Politicians in the Blair and Brown governments spoke constantly of reforming the system and supporting "hard-working families", implying other families might be less deserving.
So if there is growing support for more moralistic policy, what might it mean in practice? What happens when, say, children are involved? Should they suffer financially because of their parents' behaviour?
Mr Montgomerie accepts that a stricter approach to welfare could mean financially "an impact on that household, that family", though he wants "a floor through which no family would fall".
Mr Hutton does not believe children should bear the cost of parental choices. But he still wants to send a signal to the few who bring welfare into disrepute - saying "you're in the situation you're in because of personal choices, yes we disapprove and we don't like it".

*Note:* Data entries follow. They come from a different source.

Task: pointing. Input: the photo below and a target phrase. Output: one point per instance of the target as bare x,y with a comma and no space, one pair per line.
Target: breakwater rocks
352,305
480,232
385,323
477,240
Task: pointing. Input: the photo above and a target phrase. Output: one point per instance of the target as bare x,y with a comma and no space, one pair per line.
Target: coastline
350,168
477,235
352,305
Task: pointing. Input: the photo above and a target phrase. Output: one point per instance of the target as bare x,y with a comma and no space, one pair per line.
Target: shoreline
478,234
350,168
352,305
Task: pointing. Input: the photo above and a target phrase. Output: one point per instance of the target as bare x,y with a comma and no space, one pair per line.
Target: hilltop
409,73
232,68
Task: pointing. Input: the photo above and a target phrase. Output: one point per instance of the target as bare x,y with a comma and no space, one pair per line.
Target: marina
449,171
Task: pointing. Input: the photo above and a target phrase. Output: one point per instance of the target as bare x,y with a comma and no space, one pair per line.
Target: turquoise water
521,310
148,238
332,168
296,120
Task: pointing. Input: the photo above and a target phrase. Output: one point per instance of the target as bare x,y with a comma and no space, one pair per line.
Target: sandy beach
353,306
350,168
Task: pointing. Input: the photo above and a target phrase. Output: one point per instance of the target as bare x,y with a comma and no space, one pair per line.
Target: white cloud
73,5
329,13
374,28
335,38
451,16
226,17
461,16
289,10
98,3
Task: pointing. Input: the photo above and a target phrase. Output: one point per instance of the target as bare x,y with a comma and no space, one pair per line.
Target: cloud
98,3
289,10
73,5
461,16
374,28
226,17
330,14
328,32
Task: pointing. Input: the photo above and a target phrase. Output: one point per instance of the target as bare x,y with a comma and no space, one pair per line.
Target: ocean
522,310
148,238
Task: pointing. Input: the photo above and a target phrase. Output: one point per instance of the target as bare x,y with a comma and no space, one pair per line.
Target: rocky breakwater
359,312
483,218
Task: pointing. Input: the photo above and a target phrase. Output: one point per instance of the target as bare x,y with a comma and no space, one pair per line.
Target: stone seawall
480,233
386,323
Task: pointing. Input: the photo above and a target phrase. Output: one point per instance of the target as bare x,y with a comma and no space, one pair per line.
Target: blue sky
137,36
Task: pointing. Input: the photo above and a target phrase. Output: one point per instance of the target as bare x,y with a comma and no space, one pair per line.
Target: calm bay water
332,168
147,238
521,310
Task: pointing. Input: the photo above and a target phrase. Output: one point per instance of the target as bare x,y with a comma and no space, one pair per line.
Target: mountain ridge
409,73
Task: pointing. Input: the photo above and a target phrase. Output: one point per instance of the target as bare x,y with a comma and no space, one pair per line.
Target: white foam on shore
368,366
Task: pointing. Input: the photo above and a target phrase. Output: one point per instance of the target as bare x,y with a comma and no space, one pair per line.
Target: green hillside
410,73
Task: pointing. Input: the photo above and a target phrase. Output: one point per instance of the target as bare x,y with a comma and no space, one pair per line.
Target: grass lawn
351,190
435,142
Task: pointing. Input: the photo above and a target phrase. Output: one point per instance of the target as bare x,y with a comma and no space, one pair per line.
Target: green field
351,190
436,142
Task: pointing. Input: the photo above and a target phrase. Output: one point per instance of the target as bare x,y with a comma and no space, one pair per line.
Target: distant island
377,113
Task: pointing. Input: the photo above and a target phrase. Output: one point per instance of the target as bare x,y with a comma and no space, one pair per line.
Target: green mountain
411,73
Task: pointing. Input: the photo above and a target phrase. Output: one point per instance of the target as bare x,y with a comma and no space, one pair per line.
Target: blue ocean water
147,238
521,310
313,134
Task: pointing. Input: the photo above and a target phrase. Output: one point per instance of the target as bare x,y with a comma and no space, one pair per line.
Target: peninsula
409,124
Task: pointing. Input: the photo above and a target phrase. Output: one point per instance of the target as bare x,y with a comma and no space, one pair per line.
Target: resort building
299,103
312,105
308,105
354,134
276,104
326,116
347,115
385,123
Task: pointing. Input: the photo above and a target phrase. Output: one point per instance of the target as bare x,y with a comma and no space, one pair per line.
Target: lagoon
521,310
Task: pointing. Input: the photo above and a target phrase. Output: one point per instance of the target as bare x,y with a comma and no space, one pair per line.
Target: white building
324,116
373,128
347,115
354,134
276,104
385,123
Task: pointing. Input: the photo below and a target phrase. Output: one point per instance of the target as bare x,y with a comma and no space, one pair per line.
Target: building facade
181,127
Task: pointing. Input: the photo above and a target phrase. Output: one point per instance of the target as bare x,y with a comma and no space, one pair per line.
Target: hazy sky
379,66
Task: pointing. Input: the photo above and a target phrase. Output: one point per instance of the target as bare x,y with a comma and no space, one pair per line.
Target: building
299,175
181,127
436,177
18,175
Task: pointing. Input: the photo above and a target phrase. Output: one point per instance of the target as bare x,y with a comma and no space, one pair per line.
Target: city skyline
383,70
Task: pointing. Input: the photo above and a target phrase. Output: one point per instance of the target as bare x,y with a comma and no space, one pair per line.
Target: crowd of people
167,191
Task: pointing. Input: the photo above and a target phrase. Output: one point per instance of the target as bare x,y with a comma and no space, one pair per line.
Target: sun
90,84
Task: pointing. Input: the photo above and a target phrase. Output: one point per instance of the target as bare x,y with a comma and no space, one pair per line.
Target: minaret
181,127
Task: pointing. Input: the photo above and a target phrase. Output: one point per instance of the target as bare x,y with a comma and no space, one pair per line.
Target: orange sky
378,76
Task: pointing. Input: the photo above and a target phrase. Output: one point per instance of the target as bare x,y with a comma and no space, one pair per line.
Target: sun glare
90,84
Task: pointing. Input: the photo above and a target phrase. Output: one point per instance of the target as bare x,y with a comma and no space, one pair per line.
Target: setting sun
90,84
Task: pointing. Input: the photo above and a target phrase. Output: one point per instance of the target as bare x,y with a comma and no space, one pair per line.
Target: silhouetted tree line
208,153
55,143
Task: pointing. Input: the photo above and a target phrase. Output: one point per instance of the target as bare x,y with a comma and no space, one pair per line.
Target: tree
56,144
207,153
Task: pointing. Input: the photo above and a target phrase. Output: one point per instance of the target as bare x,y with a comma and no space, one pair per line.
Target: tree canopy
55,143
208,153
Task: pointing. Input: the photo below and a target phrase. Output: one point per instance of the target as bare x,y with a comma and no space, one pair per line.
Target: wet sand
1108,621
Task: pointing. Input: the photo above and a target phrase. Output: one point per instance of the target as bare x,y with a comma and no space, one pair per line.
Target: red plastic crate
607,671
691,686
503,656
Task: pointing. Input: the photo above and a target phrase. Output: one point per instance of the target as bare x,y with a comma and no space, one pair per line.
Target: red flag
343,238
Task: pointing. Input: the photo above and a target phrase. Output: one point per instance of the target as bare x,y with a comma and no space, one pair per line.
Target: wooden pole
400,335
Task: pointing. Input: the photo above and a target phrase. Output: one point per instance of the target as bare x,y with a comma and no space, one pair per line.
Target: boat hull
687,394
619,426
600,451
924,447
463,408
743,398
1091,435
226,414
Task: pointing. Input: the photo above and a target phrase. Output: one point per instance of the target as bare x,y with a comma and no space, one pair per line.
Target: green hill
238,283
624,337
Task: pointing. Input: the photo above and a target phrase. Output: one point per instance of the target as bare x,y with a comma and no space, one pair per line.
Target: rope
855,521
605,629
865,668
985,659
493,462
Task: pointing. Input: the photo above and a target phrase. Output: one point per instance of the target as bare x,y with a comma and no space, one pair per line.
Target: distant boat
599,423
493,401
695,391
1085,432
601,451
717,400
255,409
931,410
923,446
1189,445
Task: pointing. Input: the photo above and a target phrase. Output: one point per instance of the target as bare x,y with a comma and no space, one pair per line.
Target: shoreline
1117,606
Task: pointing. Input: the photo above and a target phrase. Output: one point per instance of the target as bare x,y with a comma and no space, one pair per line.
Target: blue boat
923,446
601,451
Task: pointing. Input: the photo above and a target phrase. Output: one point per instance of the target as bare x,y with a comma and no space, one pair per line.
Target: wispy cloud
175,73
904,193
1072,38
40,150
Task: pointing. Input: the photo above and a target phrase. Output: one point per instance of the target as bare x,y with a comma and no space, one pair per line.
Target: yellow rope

Geography is another contentious area. Are those in an area of high unemployment more deserving of welfare help than those who in more prosperous areas? Could you even, as part of the government's plans to decentralise welfare provision and give charities and other agents a bigger role, end up with different welfare rules in different parts of the country?
All these debates, sharpened by economic downturn, will intensify. Even if politicians still fight shy of moral language, popular debate does not.
Conservative blogger Mr Montgomerie wants his party to be bolder. "The more the Conservative party expresses its views on welfare and taxing the wealthy in moral terms the more successful it will be," he says.
And that mention of the wealthy raises an intriguing final thought, which might make tax evaders and big bonus bankers uneasy. If we are now more prepared to talk about the "undeserving poor", who are the "undeserving rich"?